Some Oprah Like Advice: That I really needed to hear

From Writer's Workshop:
"Oprah says we all have a story. If you were on her show, what would your story be? What would you be talking about? What advice would she give you? Write about it and provide a snippet of your interview together."

Normally I wouldn't have even thought about doing a writing prompt. But I read this question and it really got me to thinking about Oprah, and about my story. I pretend that I don't have one and that I'm just a nobody floating through the universe. I have no stories to tell, I have nothing that makes me different from anyone else. I both thought about writing prompts and what I would be talking to Oprah about. My mind was indeed spinning.

Maybe stepping out of my comfort zone is something I need to do more often.

It wasn't until I realized what tomorrow is. Tomorrow would be my grandma's birthday. This woman has taught me so much, that my story wouldn't be anything without her. Better yet, she's my story. This woman taught me things that I didn't even realize I'd understand until now.

So Oprah this is my story:

This is a story about how a strong woman taught me to be strong, a story about someone who was selfless, a story about my grandma. The woman I wish could be like.

My grandma was such a strong woman, both physically and emotionally. She could be in the worst pain ever and not flinch or say much about it. I still don't know if that's a gift or a curse that I've learned to handle plain so well. Unlike her I can be a bit more verbal about it, I'm a worrier. She didn't seem to worry much. If she did, I never noticed.

The only times I am verbal about my pain is when my fibromyalgia gets bad, or I have a kidney stone. But for some reason being in labor with my now four year old didn't phase me one bit. I wasn't in pain and the doctor was puzzled how I wasn't in pain. I can't be sure either. Even after my c-section that time, I was up walking around as soon as I was able to get up and walk around.
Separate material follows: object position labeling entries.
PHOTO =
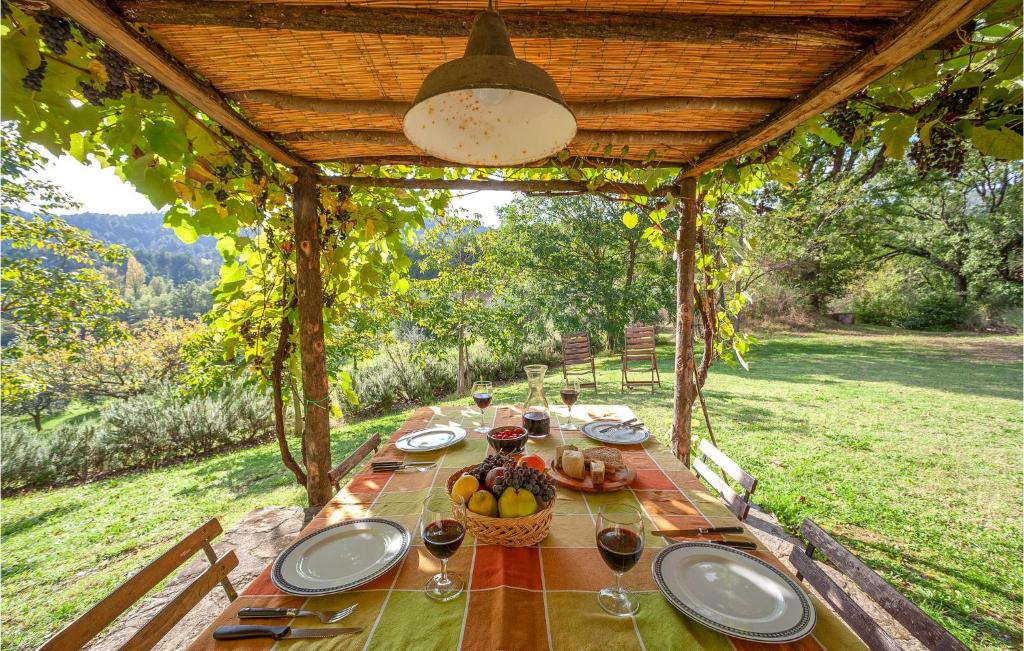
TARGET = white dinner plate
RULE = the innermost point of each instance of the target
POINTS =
(614, 435)
(340, 557)
(733, 593)
(430, 438)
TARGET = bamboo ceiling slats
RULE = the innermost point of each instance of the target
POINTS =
(853, 8)
(760, 64)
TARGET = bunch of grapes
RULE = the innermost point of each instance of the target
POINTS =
(845, 120)
(55, 32)
(34, 78)
(492, 461)
(945, 152)
(529, 478)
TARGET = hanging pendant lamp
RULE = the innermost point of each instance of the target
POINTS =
(488, 107)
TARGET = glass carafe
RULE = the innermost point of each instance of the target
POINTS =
(536, 411)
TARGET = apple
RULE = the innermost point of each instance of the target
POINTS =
(493, 476)
(532, 461)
I'm sure my grandma would be happy to know that I take after her in that aspect.

But the one thing that I wish I had was her selflessness. I admit I like to make sure people are happy first, then forget about my own happiness, but I don't call that selflessness, I do it because it's what feels right. My grandma would give her shirt off her back if someone needed it or wanted it. Hopefully one day I'll be as selfless as she was. I'm sure it takes time, and it takes learning how to be selfless. Grandma, I hope to be like you were.
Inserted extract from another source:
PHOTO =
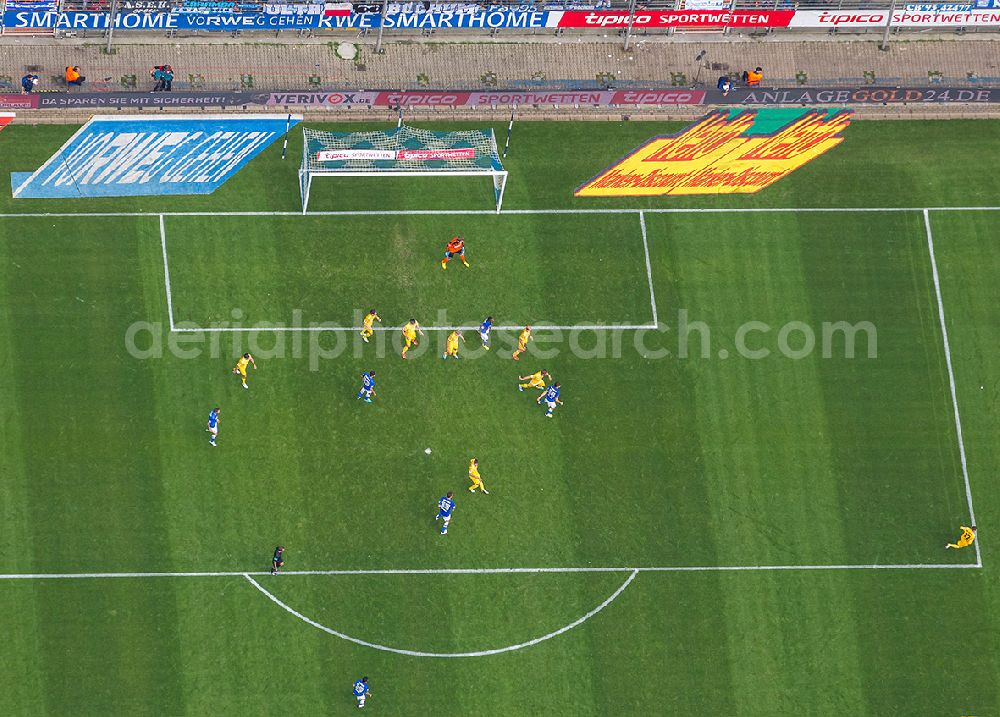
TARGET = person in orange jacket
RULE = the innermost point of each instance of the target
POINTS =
(73, 77)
Oprah's advice (I really suck at imagining Oprah's advice but anyway): 

First and foremost don't become your grandma. Your ownself. It's great to see that you want to embody who she was and keep your memory of her alive, but don't become your grandma. Become Jennifer, someone who's like your grandma.

Secondly, if you want to be selfless and want to practice being selfless practice some kindness, give to a charity, but don't give more than you can give. Just because you treat people as you want to be treated doesn't mean that you should be walked all over. You wouldn't want someone else to be walked all over so don't settle for that yourself.

Last but not least, don't worry so much. Worrying doesn't do you any good. It's not easy to let go of worry. Worry causes more problems than you realize. Just let it go.

What I learned from this Prompt

While I was writing the prompt when it got to the point of Oprah's advice/my own advice to myself. I was able to give myself advice, and find answers to my problems and really see how my story has changed me. To step out of my shoes and not be Jennifer for a second was a bit strange to do, but I think I need to do it more often. I'll learn from this, I'll grow from this, and I'll be happier.